Teachers have found themselves reluctant to let classroom discussions get too philosophical, said Mahmood Ahmed Shaheen, an assistant professor at Sadiq Egerton. “Obviously it is a fact, when such incidents happen, they affect our sensibilities, they affect our perception,” he said. “We feel a bit insecure when you are studying and discussing something in class, and particularly if it is related to religion.”
Such fears have spread well beyond Bahawalpur, a conservative city 380 miles southeast of Islamabad, the capital.
“I think that it would be wrong and foolish to think that such terrible incidents could only happen elsewhere,” said Shaista Sonnu Sirajuddin, a former professor of English literature at the University of Punjab in Lahore. “I dread and fear the time that we, too, can become victims.” Vigilantism by religious extremists has been a problem on Pakistani campuses since the 1980s military dictatorship of Gen. Mohammad Zia ul-Haq, who emboldened them with his Islamization of the country's laws, said Tahira Abdullah, a human rights activist.
“It’s just getting worse and worse, and it’s more visible now,” she said, adding that “if you invite a progressive speaker, that speaker will get shouted down, drowned out or run off campus, or not even allowed to speak.”
Two years ago, a 25-year-old student at Abdul Wali Khan University Mardan, in northwestern Pakistan, was dragged from his dormitory room and killed by a mob after rumors spread that he had posted blasphemous writing online. The student, Mashal Khan, had described himself as a humanist and covered his room at with posters of his political heroes and slogans celebrating free speech.

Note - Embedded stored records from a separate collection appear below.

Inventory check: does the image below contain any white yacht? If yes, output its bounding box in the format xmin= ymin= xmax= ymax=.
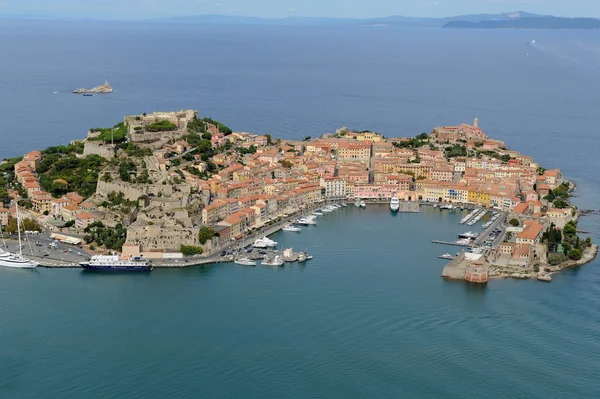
xmin=233 ymin=258 xmax=256 ymax=266
xmin=281 ymin=224 xmax=302 ymax=232
xmin=390 ymin=195 xmax=400 ymax=212
xmin=252 ymin=237 xmax=278 ymax=248
xmin=0 ymin=205 xmax=40 ymax=269
xmin=261 ymin=255 xmax=285 ymax=266
xmin=296 ymin=217 xmax=317 ymax=226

Professor Sirajuddin said most pressure felt by professors did not include overt threats of violence. But in Pakistan, an accusation of blasphemy can lead to mob violence or even an actual death sentence, and that is intimidating enough.
Professor Sirajuddin, who still teaches, said she had come to accept that if one day a student accused her, she would be on her own. “There will be very few people, there will probably be no one, who will have the courage to stand up and say she did not blaspheme,” she said.
Professor Hameed’s wife and four children say he was deeply religious, and that he made repeated pilgrimages to Mecca during a five-year stint working in Saudi Arabia. He often took a special interest in poor students, figuring that a degree could transform their lives and those of their families, according to colleagues and graduates of Sadiq Egerton.Mr. Hussain, who was reported to be either 20 or 21 years old, is still in custody, but formal charges have not been filed. The Tehreek-e-Labbaik Pakistan preacher who was detained on suspicion of inciting the killing, Zafar Gillani, has also not been charged and is now free on bail.
Shafiq Qureshi, the public prosecutor in the case, said the investigation report was complete and that formal charges could be filed this month. He said he hoped a court hearing would soon follow.
The case is being closely watched by students, teachers and other Pakistanis, said Diwan Asif Shahzad, an assistant English professor at Sadiq Egerton. He believes that bringing murder charges would send a strong message in defense of liberal education, but as the weeks have passed, he and other teachers have grown increasingly worried.
“We are all the way scared as to what will be the final decision,” Professor Shahzad said.